Filtration of PMN through both 5- and 3-µm filters caused an increased adhesion of cells to microtiter plates coated with rICAM-1 (Fig. 2). The lack of increase in CD11b expression on PMN after filtration (using purified PMN) suggests that the increase in adhesion could be due to conformational changes in the CD11b/CD18 molecule. Several studies have shown that an increase in CD11b/CD18-dependent adhesion does not necessarily translate into an increase in surface expression of the molecule (31). The increase in PMN adhesiveness after passive deformation suggests that deformation causes conformational changes in CD11b/CD18 that augment their interaction with ICAM-1. Similarly, CD11a (lymphocyte function-associated antigen-1) on PMN can also bind to the ICAM-1 (26) and contribute to the adhesion of deformed PMN. Clearly further studies are needed to determine whether quantitative changes and/or conformational changes to the -subunits lymphocyte function-associated antigen-1 (CD11a) and Mac-1 (CD11b) contribute to the deformation-induced adhesion of PMN to the ICAM-1.
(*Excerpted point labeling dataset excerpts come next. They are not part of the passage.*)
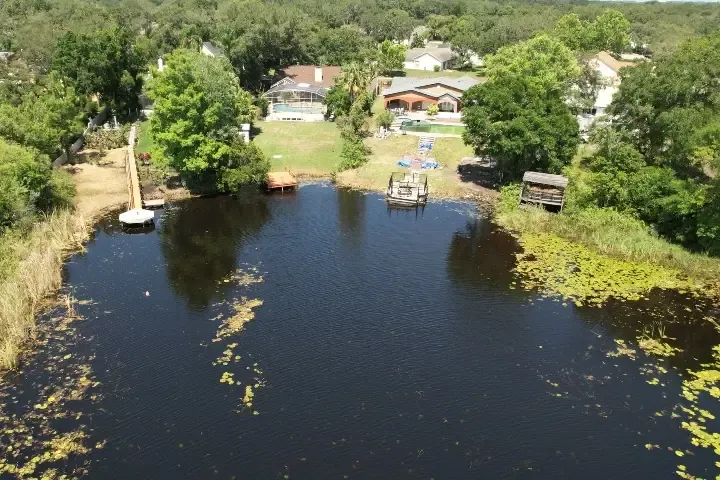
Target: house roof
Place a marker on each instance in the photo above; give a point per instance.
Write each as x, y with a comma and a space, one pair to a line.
612, 62
408, 84
306, 74
442, 54
297, 87
215, 51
Integrin ligand binding is tightly regulated by cellular signaling mechanisms, referred to as integrin activation or inside-out signaling (3). This induced inside-out signaling could be initiated by cell deformation and may be responsible for the conformational changes and activation of the CD11b/CD18 receptor, resulting in increased adhesiveness. CD11b/CD18 receptors are linked to cytoskeletal elements in the cell (2). Previous studies have shown that passive deformation of PMN causes an increase in F-actin assembly and microtubule organizing center (23). These changes in the cytoskeletal elements may serve as a pathway for inside-out signaling and increased CD18/ICAM-1 interaction.
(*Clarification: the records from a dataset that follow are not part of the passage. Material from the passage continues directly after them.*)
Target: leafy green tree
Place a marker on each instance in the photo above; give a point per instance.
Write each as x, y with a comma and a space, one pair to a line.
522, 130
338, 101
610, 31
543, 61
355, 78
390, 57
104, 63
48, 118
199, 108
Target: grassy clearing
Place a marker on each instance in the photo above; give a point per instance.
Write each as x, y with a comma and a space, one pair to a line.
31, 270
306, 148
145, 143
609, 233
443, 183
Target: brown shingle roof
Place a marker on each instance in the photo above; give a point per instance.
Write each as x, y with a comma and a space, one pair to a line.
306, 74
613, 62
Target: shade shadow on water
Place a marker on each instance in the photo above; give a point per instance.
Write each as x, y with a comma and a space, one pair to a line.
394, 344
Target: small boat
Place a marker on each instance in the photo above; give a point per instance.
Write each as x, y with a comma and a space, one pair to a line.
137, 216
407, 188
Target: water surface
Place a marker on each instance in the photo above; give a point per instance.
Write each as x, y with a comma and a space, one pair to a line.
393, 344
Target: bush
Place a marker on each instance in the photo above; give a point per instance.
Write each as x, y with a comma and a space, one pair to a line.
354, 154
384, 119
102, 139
The specificity of the CD18 and ICAM-1 interaction was tested by using specific monoclonal antibodies against CD18 and ICAM-1 (Fig. 3). Anti-ICAM-1 antibodies nearly abolish all increased adhesion induced by PMN deformation, and incubating PMN with anti-CD18 reduced deformation-induced PMN adhesiveness by ~50% (Fig. 3). The anti-CD18 antibodies did not block all of the adhesive activity induced by cell deformation. The adhesive interaction(s) responsible for the remaining adhesiveness not blocked by CD18 antibodies suggests a CD18-independent adhesive interaction. The nature of this interaction is presently unclear and clearly needs further study.

Previous studies from our laboratory have shown that deformation of fMLP-primed PMN by 5-µm filtration causes an increase in CD11b/CD18 expression, in contrast to deformation of naive PMN (23). Our data show that priming PMN with the receptor agonist (fMLP) causes an ~100% increase in the adhesion of deformed PMN to ICAM-1, in contrast to an ~63% increase of naive PMN (Fig. 4). This suggests that priming of intravascular PMN by circulating inflammatory mediators promotes their adhesion in the lung microvessels. To test the hypothesis that deformation of PMN per se primes the cells for an increased response to subsequent stimulation, we deformed PMN through 3-µm filters before stimulation with complement fragments. The results clearly show that deformation before stimulation enhances PMN adhesiveness (Fig. 5) and that this response was dependent on the magnitude of deformation. Interestingly, only 1-2% of PMN that are delivered to a pneumonic region actually migrate into the alveolar spaces (7). The mechanism described here may be relevant to the selection of PMN that migrate in the lung. Deformation of these cells during their transit through the lung capillaries may sensitize them for subsequent stimulation and result in enhanced adhesion to the endothelium and preferential migration into the alveolar space.

In summary, this study shows that deformation of PMN similar to that caused by transit through the smaller 20% of the pulmonary capillary segments (5 µm in diameter) results in enhanced adhesion to ICAM-1, and the degree of enhancement is dependent on the magnitude of PMN deformation. It also shows that deformation of PMN enhanced their adhesive response to subsequent stimulation by a mechanism that is mediated predominantly through the CD11b/CD18 and ICAM-1 interaction. We conclude that deformation of PMN is an important step in the sequential events that lead to PMN migration from lung microvessels into alveolar spaces.